How Fostering Dogs Changed My Life

I’ve never been a dog hater, and I’ve owned dogs a couple of times over the years, but I was never a “dog person”.

So when I recently declared I was going to foster a rescue dog, my loved ones exclaimed “but you don’t even like dogs!”.

The idea seemed practical enough: support a local dog rescue charity by fostering a dog and helping find a new “fur-ever home”.

I saw it as not only altruistic, but a way to use my strong organisational and administrative strengths for good.

My husband Craig wasn’t keen on it. He’s a dog lover for sure, but was resistant because he knew how easily people get attached to dogs, and what a big responsibility they are to look after.

As part of my education about dog rescue I learned the term “foster fail”, where a fair percentage of well meaning people foster a dog or cat, only to fall in love with them and adopt the animal themselves.

I emphatically declared that would not be the outcome for this foster family!

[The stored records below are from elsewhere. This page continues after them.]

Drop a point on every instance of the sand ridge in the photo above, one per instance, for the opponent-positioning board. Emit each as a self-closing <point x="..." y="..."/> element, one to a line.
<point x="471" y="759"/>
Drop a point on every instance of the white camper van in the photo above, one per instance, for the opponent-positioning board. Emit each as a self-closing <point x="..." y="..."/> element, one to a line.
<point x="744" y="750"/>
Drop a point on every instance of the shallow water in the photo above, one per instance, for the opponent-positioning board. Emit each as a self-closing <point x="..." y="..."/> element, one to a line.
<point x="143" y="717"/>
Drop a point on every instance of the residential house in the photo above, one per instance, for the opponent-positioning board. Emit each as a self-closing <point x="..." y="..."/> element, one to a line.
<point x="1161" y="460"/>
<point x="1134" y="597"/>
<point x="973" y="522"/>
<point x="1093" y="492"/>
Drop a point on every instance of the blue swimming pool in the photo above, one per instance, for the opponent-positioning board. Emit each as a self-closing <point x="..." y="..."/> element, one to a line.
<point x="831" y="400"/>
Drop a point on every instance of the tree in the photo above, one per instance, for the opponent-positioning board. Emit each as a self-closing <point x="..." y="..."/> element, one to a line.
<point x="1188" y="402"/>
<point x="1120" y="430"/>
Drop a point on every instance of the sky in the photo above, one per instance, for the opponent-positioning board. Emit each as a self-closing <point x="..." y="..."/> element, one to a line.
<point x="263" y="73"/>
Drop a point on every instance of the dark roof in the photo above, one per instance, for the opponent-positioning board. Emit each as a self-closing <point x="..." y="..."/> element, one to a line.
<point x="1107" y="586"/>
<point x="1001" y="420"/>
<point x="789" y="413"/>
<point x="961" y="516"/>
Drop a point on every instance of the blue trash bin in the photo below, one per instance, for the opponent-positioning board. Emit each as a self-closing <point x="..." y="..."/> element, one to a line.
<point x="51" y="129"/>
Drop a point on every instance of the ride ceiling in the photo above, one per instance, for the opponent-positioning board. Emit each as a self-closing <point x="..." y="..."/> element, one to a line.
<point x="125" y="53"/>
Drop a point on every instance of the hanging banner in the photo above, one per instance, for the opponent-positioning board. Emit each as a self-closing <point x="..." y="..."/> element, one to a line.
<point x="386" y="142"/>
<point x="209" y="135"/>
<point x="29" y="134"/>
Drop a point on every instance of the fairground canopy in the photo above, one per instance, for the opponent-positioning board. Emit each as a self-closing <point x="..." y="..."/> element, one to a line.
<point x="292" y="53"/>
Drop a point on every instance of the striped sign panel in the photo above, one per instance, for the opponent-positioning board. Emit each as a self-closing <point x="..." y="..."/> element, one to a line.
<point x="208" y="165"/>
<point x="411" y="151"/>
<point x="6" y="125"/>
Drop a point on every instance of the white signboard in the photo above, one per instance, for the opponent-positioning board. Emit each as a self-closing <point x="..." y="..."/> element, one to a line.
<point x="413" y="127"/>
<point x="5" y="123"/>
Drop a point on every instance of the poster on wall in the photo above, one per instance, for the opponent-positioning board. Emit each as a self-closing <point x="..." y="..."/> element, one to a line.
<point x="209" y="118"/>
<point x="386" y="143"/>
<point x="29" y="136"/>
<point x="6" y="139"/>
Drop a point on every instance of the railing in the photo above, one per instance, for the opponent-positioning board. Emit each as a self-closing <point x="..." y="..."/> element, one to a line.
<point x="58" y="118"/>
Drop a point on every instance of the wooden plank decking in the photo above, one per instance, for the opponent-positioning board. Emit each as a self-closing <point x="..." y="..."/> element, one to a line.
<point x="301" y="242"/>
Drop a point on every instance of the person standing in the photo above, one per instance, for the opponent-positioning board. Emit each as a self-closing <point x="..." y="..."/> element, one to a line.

Craig eventually agreed to support the initiative because I was passionate about it and promised to do all the cleaning up and caring.

Fast forward a month after the appropriately arduous process of being approved as a foster carer was completed, we were delivered not one but two shi-tzus to care for.

Bam bam and Freckles. The boy and girl were about 3 years old, surrendered by a novice breeder who no longer wanted them and had tried to sell them on Gumtree.

I don’t recall how I convinced Craig to have two dogs in our care, but here they were, racing around our lounge room, part excited and part terrified, and into the arms of us and our kids.

Bam bam, the male, was excitable and rambunctious. Freckles, the female, curled into my lap like a baby.

And that’s where the trouble started!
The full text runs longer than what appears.